Vede-me gentil a airoso. Sou o vosso verdadeiro pai. Vamos lá: tomai daquele
nome, inventado para meu desdouro, fazei dele um troféu e um lábaro, e eu vos
darei tudo, tudo, tudo, tudo, tudo, tudo...
Era assim que
falava, a princípio, para excitar o entusiasmo, espertar os indiferentes,
congregar, em suma, as multidões ao pé de si. E elas vieram; e logo que vieram,
o Diabo passou a definir a doutrina. A doutrina era a que podia ser na boca de
um espírito de negação. Isso quanto à substância, porque, acerca da forma, era
umas vezes sutil, outras cínica e deslavada.
Clamava ele
que as virtudes aceitas deviam ser substituídas por outras, que eram as
naturais e legítimas. A soberba, a luxúria, a preguiça foram reabilitadas, e
assim também a avareza, que declarou não ser mais do que a mãe da economia, com
a diferença que a mãe era robusta, e a filha uma esgalgada. A ira tinha a
melhor defesa na existência de Homero; sem o furor de Aquiles, não haveria a
Ilíada: "Musa, canta a cólera de Aquiles, filho de Peleu"... O mesmo
disse da gula, que produziu as melhores páginas de Rabelais, e muitos bons
versos do Hissope; virtude tão superior, que ninguém se lembra das batalhas de
Luculo, mas das suas ceias; foi a gula que realmente o fez imortal. Mas, ainda
pondo de lado essas razões de ordem literária ou histórica, para só mostrar o
valor intrínseco daquela virtude, quem negaria que era muito melhor sentir na
boca e no ventre os bons manjares, em grande cópia, do que os maus bocados, ou
a saliva do jejum? Pela sua parte o Diabo prometia substituir a vinha do
Senhor, expressão metafórica, pela vinha do Diabo, locução direta e verdadeira,
pois não faltaria nunca aos seus com o fruto das mais belas cepas do mundo.
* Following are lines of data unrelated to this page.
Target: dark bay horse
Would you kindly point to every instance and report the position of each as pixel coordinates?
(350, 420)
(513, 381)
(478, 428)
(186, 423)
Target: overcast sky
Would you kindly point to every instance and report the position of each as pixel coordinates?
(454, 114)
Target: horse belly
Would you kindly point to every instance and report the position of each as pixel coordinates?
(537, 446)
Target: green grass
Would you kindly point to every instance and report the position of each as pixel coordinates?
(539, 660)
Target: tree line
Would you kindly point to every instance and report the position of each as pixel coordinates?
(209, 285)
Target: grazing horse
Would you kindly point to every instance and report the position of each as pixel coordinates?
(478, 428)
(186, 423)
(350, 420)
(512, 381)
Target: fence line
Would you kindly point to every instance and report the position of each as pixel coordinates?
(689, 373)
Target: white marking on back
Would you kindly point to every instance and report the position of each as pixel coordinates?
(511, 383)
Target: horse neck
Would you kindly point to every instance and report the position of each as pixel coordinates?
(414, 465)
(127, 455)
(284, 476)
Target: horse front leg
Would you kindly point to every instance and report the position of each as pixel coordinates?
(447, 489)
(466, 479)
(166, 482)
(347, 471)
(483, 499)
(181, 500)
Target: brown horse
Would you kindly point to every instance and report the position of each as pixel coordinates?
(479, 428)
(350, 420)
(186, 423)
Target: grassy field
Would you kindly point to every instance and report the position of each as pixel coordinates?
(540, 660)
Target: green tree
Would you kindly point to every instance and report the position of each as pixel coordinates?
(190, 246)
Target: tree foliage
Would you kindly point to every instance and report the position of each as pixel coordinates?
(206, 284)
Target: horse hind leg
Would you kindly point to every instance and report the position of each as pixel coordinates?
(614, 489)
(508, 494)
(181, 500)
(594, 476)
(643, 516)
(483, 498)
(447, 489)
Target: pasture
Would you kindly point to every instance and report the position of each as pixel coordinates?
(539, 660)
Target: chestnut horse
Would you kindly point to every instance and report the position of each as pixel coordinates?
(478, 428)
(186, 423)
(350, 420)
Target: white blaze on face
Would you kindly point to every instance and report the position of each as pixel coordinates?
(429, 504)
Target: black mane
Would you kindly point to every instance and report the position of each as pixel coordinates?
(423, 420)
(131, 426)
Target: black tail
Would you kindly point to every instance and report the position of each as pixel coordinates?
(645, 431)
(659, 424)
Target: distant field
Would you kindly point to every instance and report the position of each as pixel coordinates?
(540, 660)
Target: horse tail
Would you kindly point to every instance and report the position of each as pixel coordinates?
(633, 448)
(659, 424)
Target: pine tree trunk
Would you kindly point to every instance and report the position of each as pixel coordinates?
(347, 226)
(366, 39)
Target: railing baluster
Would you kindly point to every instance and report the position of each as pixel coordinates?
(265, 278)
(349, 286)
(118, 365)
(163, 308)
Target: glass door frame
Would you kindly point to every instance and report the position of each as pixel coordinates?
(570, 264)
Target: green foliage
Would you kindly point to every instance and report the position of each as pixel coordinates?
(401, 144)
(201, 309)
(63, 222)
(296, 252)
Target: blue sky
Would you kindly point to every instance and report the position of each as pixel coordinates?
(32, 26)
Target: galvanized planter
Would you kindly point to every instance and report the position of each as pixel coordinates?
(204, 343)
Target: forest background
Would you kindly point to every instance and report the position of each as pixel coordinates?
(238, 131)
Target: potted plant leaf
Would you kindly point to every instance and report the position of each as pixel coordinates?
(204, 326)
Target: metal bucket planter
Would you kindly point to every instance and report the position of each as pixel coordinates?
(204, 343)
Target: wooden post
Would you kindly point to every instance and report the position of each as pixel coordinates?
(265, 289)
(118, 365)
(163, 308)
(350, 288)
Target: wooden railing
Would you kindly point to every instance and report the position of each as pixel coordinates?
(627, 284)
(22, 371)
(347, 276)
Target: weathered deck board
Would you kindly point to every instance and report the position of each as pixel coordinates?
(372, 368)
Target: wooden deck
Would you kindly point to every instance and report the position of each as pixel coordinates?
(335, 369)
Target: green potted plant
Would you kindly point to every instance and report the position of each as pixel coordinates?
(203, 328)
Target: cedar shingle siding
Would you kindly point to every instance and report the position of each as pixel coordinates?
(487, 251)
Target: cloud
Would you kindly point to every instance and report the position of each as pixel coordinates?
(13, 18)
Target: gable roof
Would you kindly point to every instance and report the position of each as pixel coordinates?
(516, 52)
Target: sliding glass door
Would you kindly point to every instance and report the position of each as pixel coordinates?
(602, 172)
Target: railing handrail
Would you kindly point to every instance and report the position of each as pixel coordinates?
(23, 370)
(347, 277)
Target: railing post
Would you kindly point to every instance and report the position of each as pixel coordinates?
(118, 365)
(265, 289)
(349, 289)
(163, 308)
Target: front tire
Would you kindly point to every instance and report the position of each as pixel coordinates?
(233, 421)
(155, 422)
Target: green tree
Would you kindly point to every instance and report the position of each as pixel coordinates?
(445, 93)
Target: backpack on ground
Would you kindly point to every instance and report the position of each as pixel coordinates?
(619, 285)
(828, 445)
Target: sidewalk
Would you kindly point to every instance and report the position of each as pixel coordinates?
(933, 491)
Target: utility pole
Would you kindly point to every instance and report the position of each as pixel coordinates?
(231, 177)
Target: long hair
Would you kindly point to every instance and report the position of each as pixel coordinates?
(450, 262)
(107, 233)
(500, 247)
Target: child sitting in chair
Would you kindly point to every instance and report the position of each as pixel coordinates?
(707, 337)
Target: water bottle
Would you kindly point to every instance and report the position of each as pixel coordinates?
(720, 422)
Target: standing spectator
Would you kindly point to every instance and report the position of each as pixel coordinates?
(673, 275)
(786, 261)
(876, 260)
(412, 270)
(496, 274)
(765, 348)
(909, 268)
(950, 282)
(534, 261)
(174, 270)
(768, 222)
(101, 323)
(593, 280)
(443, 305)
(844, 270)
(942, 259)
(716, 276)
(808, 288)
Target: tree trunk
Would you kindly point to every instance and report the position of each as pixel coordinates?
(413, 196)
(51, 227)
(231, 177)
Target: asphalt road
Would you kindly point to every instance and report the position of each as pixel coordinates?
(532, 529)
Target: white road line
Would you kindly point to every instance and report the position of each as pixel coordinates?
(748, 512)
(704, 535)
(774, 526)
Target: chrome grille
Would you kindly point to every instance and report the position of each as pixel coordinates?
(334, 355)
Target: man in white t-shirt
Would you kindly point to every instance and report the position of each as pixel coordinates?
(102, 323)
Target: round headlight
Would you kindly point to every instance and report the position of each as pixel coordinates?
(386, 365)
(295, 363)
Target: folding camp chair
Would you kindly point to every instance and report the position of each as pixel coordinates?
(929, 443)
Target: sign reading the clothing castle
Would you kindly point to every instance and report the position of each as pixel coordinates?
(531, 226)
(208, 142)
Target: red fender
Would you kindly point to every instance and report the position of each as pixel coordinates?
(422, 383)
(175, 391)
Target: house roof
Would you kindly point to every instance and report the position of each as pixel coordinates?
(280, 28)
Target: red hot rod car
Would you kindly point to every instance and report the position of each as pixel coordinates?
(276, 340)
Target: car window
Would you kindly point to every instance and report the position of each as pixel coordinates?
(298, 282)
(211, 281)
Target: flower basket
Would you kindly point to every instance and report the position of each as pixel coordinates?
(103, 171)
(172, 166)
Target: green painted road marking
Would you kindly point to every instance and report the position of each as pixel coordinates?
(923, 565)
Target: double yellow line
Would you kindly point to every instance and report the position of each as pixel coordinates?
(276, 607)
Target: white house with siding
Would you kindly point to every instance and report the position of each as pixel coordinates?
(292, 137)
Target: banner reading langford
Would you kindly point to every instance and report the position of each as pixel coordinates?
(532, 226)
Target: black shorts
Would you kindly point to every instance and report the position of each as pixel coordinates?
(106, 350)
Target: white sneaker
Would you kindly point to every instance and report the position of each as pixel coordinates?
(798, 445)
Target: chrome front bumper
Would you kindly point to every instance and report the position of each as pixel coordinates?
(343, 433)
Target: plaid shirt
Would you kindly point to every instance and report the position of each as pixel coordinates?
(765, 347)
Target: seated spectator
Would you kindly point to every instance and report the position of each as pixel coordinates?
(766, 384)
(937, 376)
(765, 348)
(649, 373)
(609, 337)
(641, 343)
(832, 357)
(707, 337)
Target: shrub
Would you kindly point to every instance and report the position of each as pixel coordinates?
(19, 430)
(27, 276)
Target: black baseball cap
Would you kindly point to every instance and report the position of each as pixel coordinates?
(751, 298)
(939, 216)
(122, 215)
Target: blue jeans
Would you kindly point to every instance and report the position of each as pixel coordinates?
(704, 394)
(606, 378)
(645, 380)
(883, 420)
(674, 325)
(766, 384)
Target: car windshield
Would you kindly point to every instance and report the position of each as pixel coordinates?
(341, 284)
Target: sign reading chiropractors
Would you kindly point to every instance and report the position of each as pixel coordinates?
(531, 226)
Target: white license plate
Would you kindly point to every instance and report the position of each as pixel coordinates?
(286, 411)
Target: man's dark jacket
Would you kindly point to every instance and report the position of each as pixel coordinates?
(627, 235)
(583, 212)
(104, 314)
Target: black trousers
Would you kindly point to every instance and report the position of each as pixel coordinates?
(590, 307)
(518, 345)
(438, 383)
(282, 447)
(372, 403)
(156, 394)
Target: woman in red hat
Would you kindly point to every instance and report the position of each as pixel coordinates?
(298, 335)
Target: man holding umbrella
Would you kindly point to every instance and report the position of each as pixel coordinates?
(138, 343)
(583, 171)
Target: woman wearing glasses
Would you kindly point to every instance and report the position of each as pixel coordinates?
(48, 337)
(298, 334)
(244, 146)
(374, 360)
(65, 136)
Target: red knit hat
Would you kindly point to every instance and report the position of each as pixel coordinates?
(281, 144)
Quanto à inveja, pregou friamente que era a virtude principal, origem de
prosperidades infinitas; virtude preciosa, que chegava a suprir todas as
outras, e ao próprio talento.
As turbas
corriam atrás dele entusiasmadas. O Diabo incutia-lhes, a grandes golpes de
eloqüência, toda a nova ordem de coisas, trocando a noção delas, fazendo amar
as perversas e detestar as sãs.
Nada mais
curioso, por exemplo, do que a definição que ele dava da fraude. Chamava-lhe o
braço esquerdo do homem; o braço direito era a força; e concluía: muitos homens
são canhotos, eis tudo. Ora, ele não exigia que todos fossem canhotos; não era
exclusivista. Que uns fossem canhotos, outros destros; aceitava a todos, menos
os que não fossem nada. A demonstração, porém, mais rigorosa e profunda, foi a
da venalidade. Um casuísta do tempo chegou a confessar que era um monumento de
lógica. A venalidade, disse o Diabo, era o exercício de um direito superior a
todos os direitos. Se tu podes vender a tua casa, o teu boi, o teu sapato, o
teu chapéu, coisas que são tuas por uma razão jurídica e legal, mas que, em
todo caso, estão fora de ti, como é que não podes vender a tua opinião, o teu
voto, a tua palavra, a tua fé, coisas que são mais do que tuas, porque são a
tua própria consciência, isto é, tu mesmo? Negá-lo é cair no obscuro e no
contraditório. Pois não há mulheres que vendem os cabelos? não pode um homem
vender uma parte do seu sangue para transfundi-lo a outro homem anêmico? e o
sangue e os cabelos, partes físicas, terão um privilégio que se nega ao
caráter, à porção moral do homem? Demonstrando assim o princípio, o Diabo não
se demorou em expor as vantagens de ordem temporal ou pecuniária; depois,
mostrou ainda que, à vista do preconceito social, conviria dissimular o exercício
de um direito tão legítimo, o que era exercer ao mesmo tempo a venalidade e a
hipocrisia, isto é, merecer duplicadamente. E descia, e subia, examinava tudo,
retificava tudo. Está claro que combateu o perdão das injúrias e outras máximas
de brandura e cordialidade. Não proibiu formalmente a calúnia gratuita, mas
induziu a exercê-la mediante retribuição, ou pecuniária, ou de outra espécie;
nos casos, porém, em que ela fosse uma expansão imperiosa da força imaginativa,
e nada mais, proibia receber nenhum salário, pois equivalia a fazer pagar a
transpiração. Todas as formas de respeito foram condenadas por ele, como
elementos possíveis de um certo decoro social e pessoal; salva, todavia, a
única exceção do interesse. Mas essa mesma exceção foi logo eliminada, pela
consideração de que o interesse, convertendo o respeito em simples adulação,
era este o sentimento aplicado e não aquele.
Para rematar a
obra, entendeu o Diabo que lhe cumpria cortar por toda a solidariedade humana.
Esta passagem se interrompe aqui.